A Chinese-language survival guide for NLP and knowledge graphs
Curated links, paper notes, and tool lists for developers navigating Chinese NLP, KG construction, and dialogue systems.

What it does
This repo is essentially a well-organized bookmark collection and reading list for Chinese-language NLP practitioners. It gathers links to papers, Baidu mind-map summaries, open-source QA systems, preprocessing tools, and conference rankings—covering everything from BERT and ERNIE to event-driven knowledge graphs and financial document extraction.
The interesting bit
The value is in the curation, not code. The maintainer has been assembling this since 2019, tracking the field’s shift from “data fusion knowledge” to “All in LLM.” For Chinese developers, it’s a rare centralized index of domestic tools (THULAC, HanLP, jiagu) alongside international staples, plus hard-to-find conference slides from Chinese industry players like Xiaomi and iFlytek.
Key highlights
- Paper summaries via Baidu Naotu mind maps for BERT, ERNIE, T5, and attention surveys
- Curated lists of Chinese text preprocessing tools (THULAC, LTP, HanLP, jiagu, Jieba)
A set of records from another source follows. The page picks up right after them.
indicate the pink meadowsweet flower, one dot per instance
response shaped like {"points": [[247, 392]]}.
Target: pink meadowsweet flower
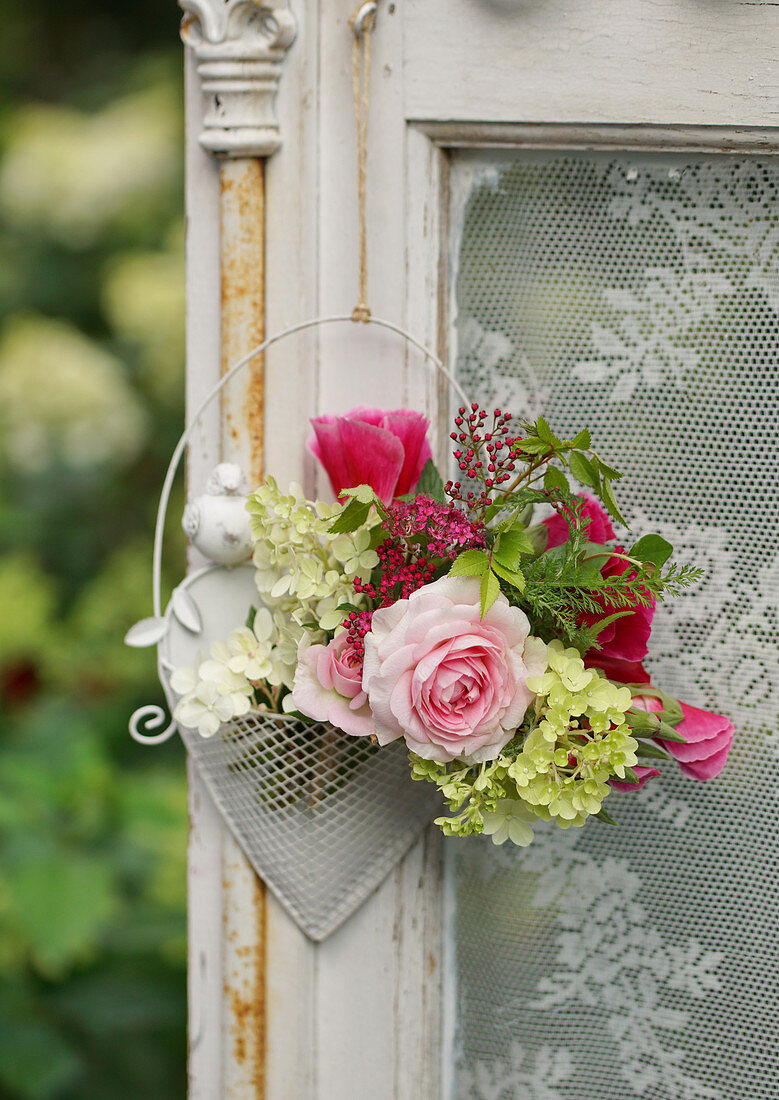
{"points": [[708, 738], [626, 639], [644, 776], [599, 530], [385, 450], [617, 671], [450, 682], [328, 686]]}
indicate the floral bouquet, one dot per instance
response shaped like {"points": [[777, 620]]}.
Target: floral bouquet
{"points": [[504, 647]]}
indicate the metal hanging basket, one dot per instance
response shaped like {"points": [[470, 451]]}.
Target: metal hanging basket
{"points": [[321, 816]]}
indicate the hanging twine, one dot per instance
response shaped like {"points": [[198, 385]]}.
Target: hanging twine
{"points": [[362, 23]]}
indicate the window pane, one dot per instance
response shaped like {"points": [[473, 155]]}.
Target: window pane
{"points": [[639, 296]]}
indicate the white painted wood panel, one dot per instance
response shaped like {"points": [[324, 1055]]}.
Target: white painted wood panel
{"points": [[360, 1015], [592, 61]]}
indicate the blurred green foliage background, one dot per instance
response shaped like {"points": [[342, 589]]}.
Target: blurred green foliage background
{"points": [[92, 827]]}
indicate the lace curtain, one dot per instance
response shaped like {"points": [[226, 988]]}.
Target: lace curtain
{"points": [[637, 295]]}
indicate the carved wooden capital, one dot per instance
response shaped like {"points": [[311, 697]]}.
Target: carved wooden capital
{"points": [[239, 47]]}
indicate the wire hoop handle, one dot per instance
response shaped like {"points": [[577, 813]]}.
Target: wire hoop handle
{"points": [[184, 439]]}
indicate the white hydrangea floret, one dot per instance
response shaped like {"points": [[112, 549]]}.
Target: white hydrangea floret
{"points": [[509, 821]]}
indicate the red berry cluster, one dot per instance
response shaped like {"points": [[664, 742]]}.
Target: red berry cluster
{"points": [[405, 564], [484, 457]]}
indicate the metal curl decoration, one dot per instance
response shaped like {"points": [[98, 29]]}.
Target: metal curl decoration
{"points": [[150, 717]]}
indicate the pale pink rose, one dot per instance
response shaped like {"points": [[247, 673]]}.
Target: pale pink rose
{"points": [[328, 686], [599, 530], [708, 738], [385, 450], [453, 684]]}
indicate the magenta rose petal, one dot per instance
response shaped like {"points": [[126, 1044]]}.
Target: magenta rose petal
{"points": [[410, 428], [374, 457], [326, 446], [368, 415], [709, 768], [644, 776], [600, 529]]}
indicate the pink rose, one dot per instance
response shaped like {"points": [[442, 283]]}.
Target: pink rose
{"points": [[620, 672], [453, 684], [626, 638], [328, 686], [644, 776], [372, 447], [708, 738], [600, 529]]}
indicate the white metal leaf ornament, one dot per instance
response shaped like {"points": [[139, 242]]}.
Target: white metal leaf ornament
{"points": [[185, 609], [149, 631], [321, 816]]}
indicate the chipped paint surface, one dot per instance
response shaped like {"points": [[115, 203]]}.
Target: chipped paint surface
{"points": [[242, 308]]}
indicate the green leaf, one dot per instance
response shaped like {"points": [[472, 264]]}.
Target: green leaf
{"points": [[430, 482], [610, 501], [511, 545], [599, 627], [362, 493], [581, 441], [490, 591], [353, 516], [542, 430], [531, 446], [653, 549], [556, 479], [583, 470], [470, 563], [648, 748], [62, 902], [512, 575]]}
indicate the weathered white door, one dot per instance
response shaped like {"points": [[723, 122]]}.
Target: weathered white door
{"points": [[500, 131]]}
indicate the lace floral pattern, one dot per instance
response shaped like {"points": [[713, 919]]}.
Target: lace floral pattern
{"points": [[644, 289]]}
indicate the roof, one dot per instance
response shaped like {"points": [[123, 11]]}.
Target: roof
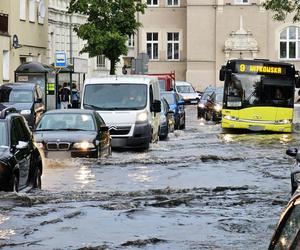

- Industry case studies from CCKS conferences (Xiaomi voice interaction, iFlytek KG applications)
- Event-driven knowledge graph (事理图谱) resources, a less commonly covered topic in Western literature
- Conference ranking table (ACL, EMNLP, CIKM, SIGKDD, etc.) with Chinese academic classifications
Caveats
- Most content is external links and PDFs; original code or implementations are minimal
- Several sections reference a “SmartInteraction” dialogue platform that appears to be commented out or abandoned
- Link rot is a real risk given the reliance on third-party mind-map services and WeChat articles
Verdict
Worth a star if you’re a Chinese-speaking developer or researcher trying to map the NLP/KG landscape without drowning in scattered bookmarks. Skip it if you need runnable code or English-first documentation.